The World Health Organization announced Friday that 532,000 suspected cases were found globally and 175,063 confirmed. In the U.S., 4,592 travel-associated cases were found in which someone got the virus while traveling to another country or territory and more than 200 cases locally spread in the U.S., as of Dec. 28, according to the Centers for Disease Control and Prevention.

The virus, which is primarily spread via mosquito bites and has been found to cause birth defects such as microcephaly, took health officials by surprise this year.

“No one could have imagined two years ago that our children would be affected by microcephaly as a result of this once-dormant villain,” said Carissa Etienne, director of the Pan American Health Organization, a WHO branch.

The virus infected roughly 1,246 pregnant women in the continental U.S. and 2,701 in U.S. territories as of Dec. 13, according to the CDC. Puerto Rico was one territory hit hard by the virus, which spread to more than 33,000 people.

The Zika virus has been around for more than 50 years and flared up in Brazil in May 2015.

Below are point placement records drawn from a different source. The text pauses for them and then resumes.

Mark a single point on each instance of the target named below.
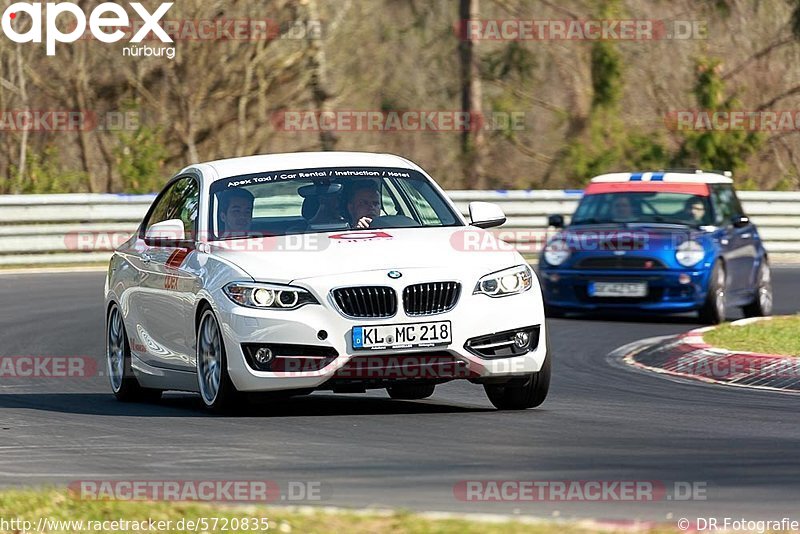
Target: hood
(293, 257)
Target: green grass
(59, 505)
(776, 336)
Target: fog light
(521, 339)
(263, 356)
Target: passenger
(622, 208)
(695, 210)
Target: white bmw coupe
(333, 271)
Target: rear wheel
(762, 302)
(124, 385)
(411, 391)
(529, 394)
(216, 389)
(713, 310)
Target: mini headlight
(268, 296)
(690, 253)
(506, 282)
(556, 252)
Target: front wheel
(529, 394)
(713, 310)
(762, 302)
(216, 389)
(124, 384)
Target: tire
(529, 394)
(713, 310)
(762, 302)
(124, 385)
(216, 389)
(411, 391)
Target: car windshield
(641, 207)
(325, 200)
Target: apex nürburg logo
(104, 23)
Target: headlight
(556, 252)
(506, 282)
(690, 253)
(268, 296)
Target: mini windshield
(643, 207)
(325, 200)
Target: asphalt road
(600, 422)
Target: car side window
(180, 201)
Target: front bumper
(323, 326)
(568, 289)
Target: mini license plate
(618, 289)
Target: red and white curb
(689, 357)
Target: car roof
(226, 168)
(696, 177)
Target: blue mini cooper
(659, 242)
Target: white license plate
(618, 289)
(397, 336)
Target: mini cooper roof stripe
(663, 177)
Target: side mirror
(556, 221)
(165, 233)
(740, 221)
(486, 214)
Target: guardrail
(78, 229)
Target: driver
(364, 204)
(236, 211)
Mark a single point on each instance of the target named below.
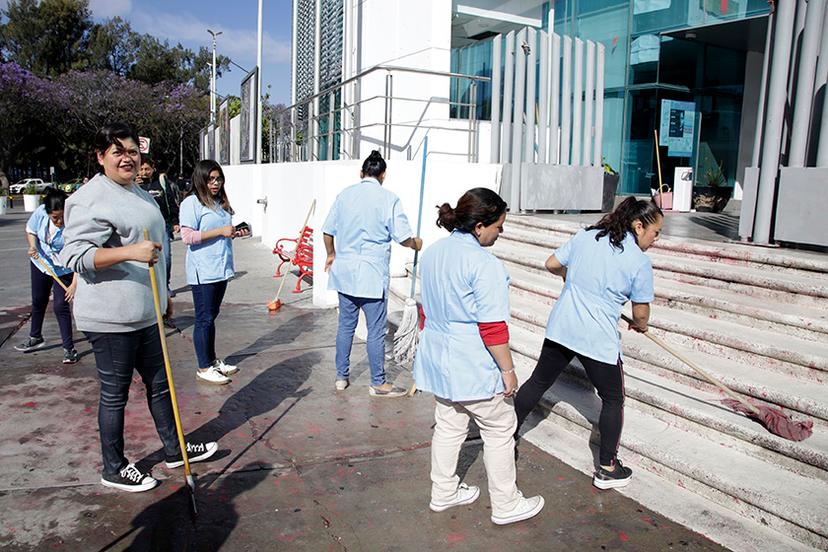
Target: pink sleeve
(190, 236)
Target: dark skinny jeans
(608, 380)
(117, 355)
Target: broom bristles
(407, 335)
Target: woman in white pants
(463, 357)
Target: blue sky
(187, 21)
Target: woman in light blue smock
(603, 268)
(463, 357)
(207, 230)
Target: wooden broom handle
(702, 372)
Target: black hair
(201, 176)
(620, 221)
(112, 134)
(374, 165)
(54, 200)
(478, 205)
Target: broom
(276, 304)
(406, 337)
(775, 420)
(188, 476)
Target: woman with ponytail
(463, 357)
(603, 267)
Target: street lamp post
(213, 79)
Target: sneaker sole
(611, 484)
(520, 517)
(444, 507)
(129, 488)
(193, 459)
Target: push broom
(188, 476)
(276, 304)
(775, 420)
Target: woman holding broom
(603, 267)
(114, 306)
(44, 232)
(463, 357)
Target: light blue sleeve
(331, 220)
(187, 214)
(398, 226)
(491, 291)
(641, 290)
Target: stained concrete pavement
(300, 467)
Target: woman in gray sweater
(105, 245)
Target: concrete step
(781, 498)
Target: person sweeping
(463, 357)
(114, 305)
(603, 267)
(358, 230)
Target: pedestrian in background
(463, 357)
(603, 267)
(114, 306)
(358, 230)
(208, 232)
(44, 232)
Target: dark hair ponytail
(477, 205)
(54, 200)
(619, 222)
(374, 165)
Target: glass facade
(653, 56)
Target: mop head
(407, 335)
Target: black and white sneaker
(619, 477)
(196, 452)
(70, 356)
(30, 345)
(129, 479)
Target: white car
(39, 185)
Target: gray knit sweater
(103, 213)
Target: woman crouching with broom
(463, 357)
(603, 267)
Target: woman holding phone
(207, 230)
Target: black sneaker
(70, 356)
(196, 452)
(30, 345)
(129, 479)
(619, 477)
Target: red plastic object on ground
(300, 256)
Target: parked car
(38, 183)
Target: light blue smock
(48, 244)
(462, 285)
(363, 219)
(600, 279)
(210, 261)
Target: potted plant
(610, 187)
(712, 196)
(31, 198)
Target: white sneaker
(224, 368)
(526, 508)
(466, 494)
(212, 375)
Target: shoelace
(132, 473)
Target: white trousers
(497, 422)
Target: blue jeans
(117, 355)
(207, 301)
(376, 312)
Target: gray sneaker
(31, 344)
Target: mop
(407, 335)
(276, 304)
(188, 476)
(774, 419)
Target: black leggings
(608, 380)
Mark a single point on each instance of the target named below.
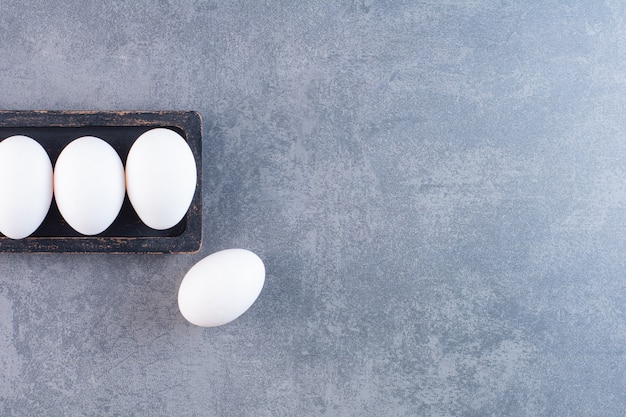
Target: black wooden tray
(55, 129)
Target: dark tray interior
(54, 130)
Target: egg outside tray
(55, 129)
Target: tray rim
(188, 121)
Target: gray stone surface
(437, 189)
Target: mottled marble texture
(437, 188)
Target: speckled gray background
(437, 188)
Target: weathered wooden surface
(55, 129)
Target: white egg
(221, 287)
(89, 184)
(25, 186)
(160, 178)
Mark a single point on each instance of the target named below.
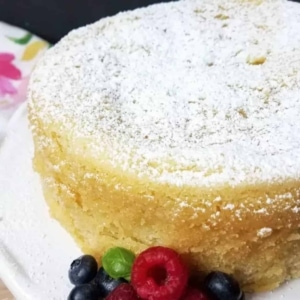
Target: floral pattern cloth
(19, 52)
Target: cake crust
(169, 125)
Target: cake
(178, 125)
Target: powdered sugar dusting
(191, 92)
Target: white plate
(35, 252)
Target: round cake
(178, 125)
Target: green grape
(117, 262)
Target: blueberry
(223, 286)
(84, 292)
(105, 283)
(83, 269)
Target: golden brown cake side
(252, 232)
(183, 134)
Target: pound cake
(178, 125)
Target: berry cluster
(157, 273)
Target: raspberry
(194, 294)
(158, 273)
(123, 292)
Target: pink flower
(8, 72)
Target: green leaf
(23, 40)
(117, 262)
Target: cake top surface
(195, 92)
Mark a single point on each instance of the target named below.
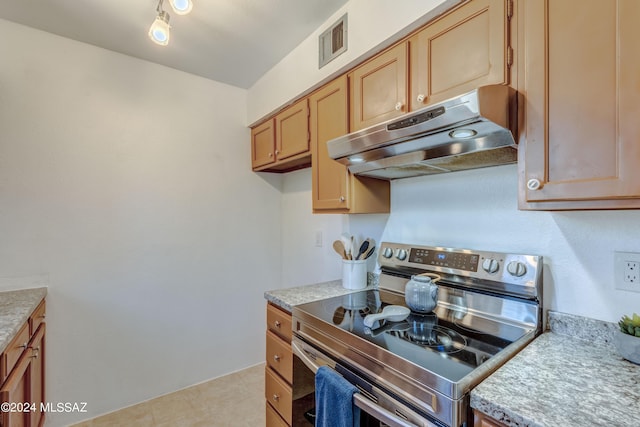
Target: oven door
(378, 408)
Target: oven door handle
(359, 400)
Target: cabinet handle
(534, 184)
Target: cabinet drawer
(279, 321)
(279, 356)
(273, 419)
(278, 394)
(37, 317)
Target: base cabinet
(23, 387)
(279, 369)
(581, 145)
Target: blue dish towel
(334, 400)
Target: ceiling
(230, 41)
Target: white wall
(129, 186)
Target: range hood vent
(470, 131)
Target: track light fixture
(160, 30)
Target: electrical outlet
(627, 271)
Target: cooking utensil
(338, 246)
(421, 292)
(392, 313)
(363, 248)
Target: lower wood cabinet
(279, 369)
(482, 420)
(23, 385)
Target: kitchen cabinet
(379, 88)
(581, 144)
(23, 362)
(334, 189)
(279, 367)
(482, 420)
(466, 48)
(282, 143)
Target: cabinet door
(263, 143)
(16, 390)
(582, 68)
(36, 374)
(292, 131)
(328, 120)
(462, 50)
(379, 88)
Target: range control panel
(516, 269)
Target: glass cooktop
(450, 341)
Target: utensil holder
(354, 274)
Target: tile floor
(235, 400)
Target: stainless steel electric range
(419, 371)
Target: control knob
(490, 265)
(387, 252)
(516, 268)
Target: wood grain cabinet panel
(461, 51)
(334, 189)
(581, 147)
(379, 88)
(281, 143)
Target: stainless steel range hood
(470, 131)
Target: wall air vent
(333, 42)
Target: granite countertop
(15, 309)
(287, 298)
(571, 375)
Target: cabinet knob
(534, 184)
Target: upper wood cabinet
(334, 189)
(581, 145)
(282, 143)
(461, 51)
(379, 88)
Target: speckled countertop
(15, 309)
(571, 375)
(287, 298)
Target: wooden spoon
(338, 246)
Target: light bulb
(181, 7)
(160, 30)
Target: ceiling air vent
(333, 41)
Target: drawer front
(279, 321)
(273, 419)
(279, 356)
(16, 347)
(37, 317)
(278, 394)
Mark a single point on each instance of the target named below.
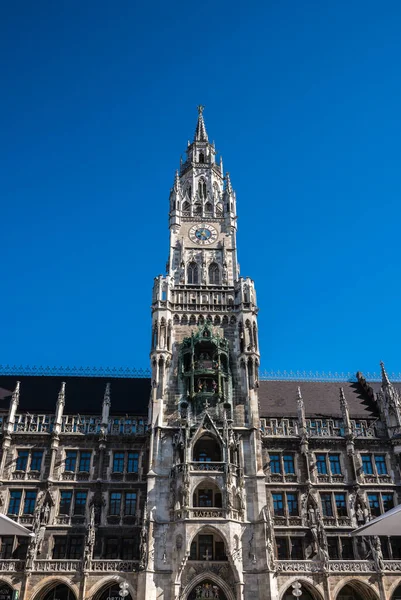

However, it wasn’t until this year that scientists definitively linked Zika to microcephaly, which causes babies to be born with abnormally small heads and underdeveloped brains.

The virus threw officials other curveballs, including that it could spread via sexual transmission. Five countries, including the U.S., reported cases of sexual transmission.

In South America, the virus raged through several large countries, with Brazil being the hardest hit among them.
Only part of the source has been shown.